We all want to be a better version of ourselves in professional life. One way of becoming a more developed person is through upgrading the professional aspect of our life. The road to professional success doesn’t stop with becoming manager or even CEO. There are many ways to build career and climb company’s ladder, but some methods work better than others.
Job isn’t just a place where you go to hunker down for some eight hours a day. You go there to better yourself, to learn, and to earn your livelihood. Whenever you get a promotion, you should work to improve yourself to deliver what your new role requires and more. If you want to really get ahead over the course of 2017, You can do a lot to improve by looking at yourself. Here are some tips for personal and career growth from AfterGraduation experts, even after you’re already sitting behind the bigger desk and have a better title:
Sharp Your Professional Knowledge
Most industries are constantly on the move and evolving. Everyone wants to be more productive, more efficient, and greener. That means staying on top of changing trends within the industry. You should have zeal to learn and understand the latest technology and updates in your field. Your company should encourage you to learn more about your line of work, and if there are any company-sponsored workshops or networking events, make sure you attend them. If you foot the bill for higher education or further learning yourself, you may be able to write these expenses off on your taxes.

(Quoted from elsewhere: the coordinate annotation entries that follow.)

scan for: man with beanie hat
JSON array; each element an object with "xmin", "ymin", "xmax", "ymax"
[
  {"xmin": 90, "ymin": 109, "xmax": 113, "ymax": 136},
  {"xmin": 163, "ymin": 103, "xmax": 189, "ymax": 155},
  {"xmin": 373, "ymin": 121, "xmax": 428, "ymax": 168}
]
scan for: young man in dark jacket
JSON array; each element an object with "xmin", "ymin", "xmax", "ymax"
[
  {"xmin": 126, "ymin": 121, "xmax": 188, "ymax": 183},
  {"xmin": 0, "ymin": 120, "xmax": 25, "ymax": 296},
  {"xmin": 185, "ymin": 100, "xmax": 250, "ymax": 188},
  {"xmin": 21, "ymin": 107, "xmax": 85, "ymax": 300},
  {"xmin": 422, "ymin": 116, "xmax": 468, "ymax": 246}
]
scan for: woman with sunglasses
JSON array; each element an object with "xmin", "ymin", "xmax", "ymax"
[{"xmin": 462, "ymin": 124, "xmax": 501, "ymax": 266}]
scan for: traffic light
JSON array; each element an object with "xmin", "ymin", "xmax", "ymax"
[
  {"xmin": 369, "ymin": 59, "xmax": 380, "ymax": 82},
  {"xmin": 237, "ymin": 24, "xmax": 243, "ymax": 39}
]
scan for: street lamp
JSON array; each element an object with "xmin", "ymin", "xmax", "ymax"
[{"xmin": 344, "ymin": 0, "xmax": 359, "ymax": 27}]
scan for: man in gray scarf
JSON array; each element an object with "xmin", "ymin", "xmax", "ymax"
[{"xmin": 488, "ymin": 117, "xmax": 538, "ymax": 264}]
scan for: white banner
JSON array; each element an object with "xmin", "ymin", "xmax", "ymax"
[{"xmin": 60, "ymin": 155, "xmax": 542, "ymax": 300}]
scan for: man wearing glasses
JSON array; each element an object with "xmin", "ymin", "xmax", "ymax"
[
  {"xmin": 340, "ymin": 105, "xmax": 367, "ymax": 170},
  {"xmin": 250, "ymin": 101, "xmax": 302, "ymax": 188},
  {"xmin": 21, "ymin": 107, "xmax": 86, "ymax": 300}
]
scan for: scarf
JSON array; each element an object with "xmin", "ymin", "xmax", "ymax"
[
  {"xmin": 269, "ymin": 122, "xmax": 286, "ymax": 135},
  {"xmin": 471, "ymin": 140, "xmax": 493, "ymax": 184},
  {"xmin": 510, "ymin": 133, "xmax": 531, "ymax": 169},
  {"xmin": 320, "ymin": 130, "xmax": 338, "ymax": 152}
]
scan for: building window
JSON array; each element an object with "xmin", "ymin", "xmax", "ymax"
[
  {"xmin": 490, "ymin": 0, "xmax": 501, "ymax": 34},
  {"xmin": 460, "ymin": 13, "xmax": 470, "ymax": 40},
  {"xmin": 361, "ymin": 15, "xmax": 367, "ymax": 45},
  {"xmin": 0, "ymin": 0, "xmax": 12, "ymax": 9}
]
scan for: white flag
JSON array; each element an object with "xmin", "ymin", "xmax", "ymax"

Improve your Judgement Capability
Focus on improving your personal judgement in your ability to manage and lead. Judgement is key in who you work with, who you hire and the way you approach decisions. When we rely on team members and colleagues, we are relying on the quality of their judgement. Improving your own judgement means – able to absorb and assess the information shared with you, understanding and investigating the all possible options through your experience and learning, recognizing where your weaknesses lies and and make a judgement at a speed relevant to the situation.
Take on More Responsibilities
More responsibility doesn’t mean working overtime every night. You should be able to have a reasonable amount of downtime in your life. Working extra during very busy times of the year like the end of the quarter or before a big conference is normal, but you don’t need to consistently work weekends to get ahead. However, when you have downtime or a wide-open schedule, ask your boss what other projects need extra help. Or, if you’re familiar with other coworkers’ projects, offer to pitch in. People are loathe to ask for help when they need it, but are more willing to accept an offer. Your coworkers won’t forget your offers of help when it comes time for a promotion.
Leave Blame Game
Even with the best will in the world, sometimes we just don’t understand each other. When that happens, the tendency for all of us is to blame the other person for not understanding the situation. Such problem raised due to poor coordination and no common ground to understand each other. We should spend more time effectively communicating with each other and less time blaming each other. Start focusing on coordination in your workplace.
Plan Your Time Wisely
Take inventory of your time,to spend your time that leads to long-term satisfaction. Make sure you prioritize and carve out time in your daily, weekly, and monthly schedule accordingly. So be intentional about prioritizing matters of importance over matters of urgency.
Learn to Understand Other’s Viewpoint
As we’ve seen from Brexit and the US Presidential elections, we’re looking at a world in which half of people believe strongly in their own perspective and the other half believe just as strongly in the polar opposite. 2017 is going to involve a lot of conflict unless people learn to see things from others’ points of view. In business too, the most successful managers and leaders need to acquire this skill in order to navigate their organisational worlds effectively, motivate their customers and employees, manage diversity & prevent and resolve disputes. Invest your effort to understand another person’s visual viewpoint, thoughts, motivations, intentions and emotions.
Feel Others Feelings
Emotions and feelings are typically the “soft side” of work that do not get much attention from managers. Leaders often forget to check in with how their team members are feeling, either because they don’t have time or because they find such conversations uncomfortable. Teams with leaders who help members feel safe and encouraged to share their genuine feelings with one another, often produce more creative outcomes and desire to work together well into the future than teams whose members tend to suppress or hide their feelings.
Delegate the Load
You have to know when to say no. If you’re consistently swamped and overworked, set boundaries and tell your boss that you need a better professional work – life balance. This includes your home life, hobbies, and downtime to ensure that you bring your best self to the job.
If you have people who work for you, you can relieve some of your stress by delegating smaller tasks to them. Don’t overload them, but also give them some freedom to run with their projects. And don’t be afraid to ask for help if you’re overwhelmed. People prefer a collaborative working environment, which only comes when people work together. Asking people for help can build that environment just as easily as offering help can.